飛行機から見た星(後編)2018年01月23日 21時30分39秒

この星座盤は、4層(4ページ)から成っています。

まずは星座盤のページ。丸い星座盤本体は、普通の星座早見同様、日にちと時刻を合わせられるよう、真ん中の鋲留めを中心にぐるぐると回転します。

(北天用星図)

その次に、星の見える範囲をぐるっと切り抜いたマスクページが来ます。
日にちと時刻をセットした星座盤に、マスクページをかぶせれば、その日・その時、空に見える星たちが、そこに表示されます。


マスクページと星座盤は、さらに南天用のものが1セットあるので、合計4ページというわけです。


ちなみに、この星座盤が表現しているのは、北緯50度(ヨーロッパ北部とアメリカ中北部)と、南緯35度(オーストラリア南部、ニュージーランド、南アフリカ、アルゼンチン)から見た空です。
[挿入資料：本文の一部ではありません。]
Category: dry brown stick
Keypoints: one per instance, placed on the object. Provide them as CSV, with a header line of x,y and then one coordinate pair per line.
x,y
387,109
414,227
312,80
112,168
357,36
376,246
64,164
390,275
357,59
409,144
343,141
厳密には、そこから外れるとマスク盤の「窓」の形状を変えないといけないのですが、著者のチチェスターは、「南緯35度~北緯70度の範囲ならば実用に差し支えない」と書いています。

   ★

ところで、前回、この星座盤を見て大いに感ずるところがあった…と書きました。
それは、星座盤の裏面解説で「星の覚え方」という解説を読んだときのことです。


チチェスター大尉は、こんな手順を推奨しています(以下要旨)。

(1)まず南北両天の「マスターグループ(MASTER GROUP)」を覚えなさい。
(2)次いでマスターグループに付随する「キーグループ(Key Groups)」を覚えなさい。
(3)次いでそれらに属する航行指示星(navigation stars)を覚えなさい。
(4)さらに、それ以外の航行指示星を、最寄りのキーグループとの位置関係で覚えなさい。
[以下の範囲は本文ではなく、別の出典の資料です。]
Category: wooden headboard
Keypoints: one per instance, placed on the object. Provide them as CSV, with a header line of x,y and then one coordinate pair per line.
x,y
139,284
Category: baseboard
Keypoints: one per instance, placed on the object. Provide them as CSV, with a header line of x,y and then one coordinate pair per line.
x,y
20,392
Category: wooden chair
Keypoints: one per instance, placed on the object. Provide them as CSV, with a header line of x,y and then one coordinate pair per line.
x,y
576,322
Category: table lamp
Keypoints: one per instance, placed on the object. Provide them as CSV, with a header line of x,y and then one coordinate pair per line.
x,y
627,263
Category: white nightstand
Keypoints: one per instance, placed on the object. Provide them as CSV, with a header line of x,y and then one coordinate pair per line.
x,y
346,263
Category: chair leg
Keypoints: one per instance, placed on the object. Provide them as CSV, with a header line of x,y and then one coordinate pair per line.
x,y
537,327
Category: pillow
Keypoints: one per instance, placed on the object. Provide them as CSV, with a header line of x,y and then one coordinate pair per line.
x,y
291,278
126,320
ここでいう「マスターグループ」や「キーグループ」というのは、通常の星座とはちょっと違います。

北天でいうと、「北斗グループ(The Plough Group)」がマスターグループになります。北を見定める一番の手掛かりというわけでしょう。この北斗グループには、北斗七星と、ひしゃくの柄を伸ばした先にあるアークトゥルス(うしかい座)やスピカ(おとめ座)が含まれます。

さらにキーグループに挙がっているのは、「大鎌グループ(The Sickle Group、しし座のいわゆる「獅子の大鎌」の星々)」、「ペガススグループ(The Pegasus Group)」、「オリオングループ(The Orion Group)」、「北十字グループ(The Northern Cross Group、はくちょう座の「北十字」を中心とした星々」といった区分けです。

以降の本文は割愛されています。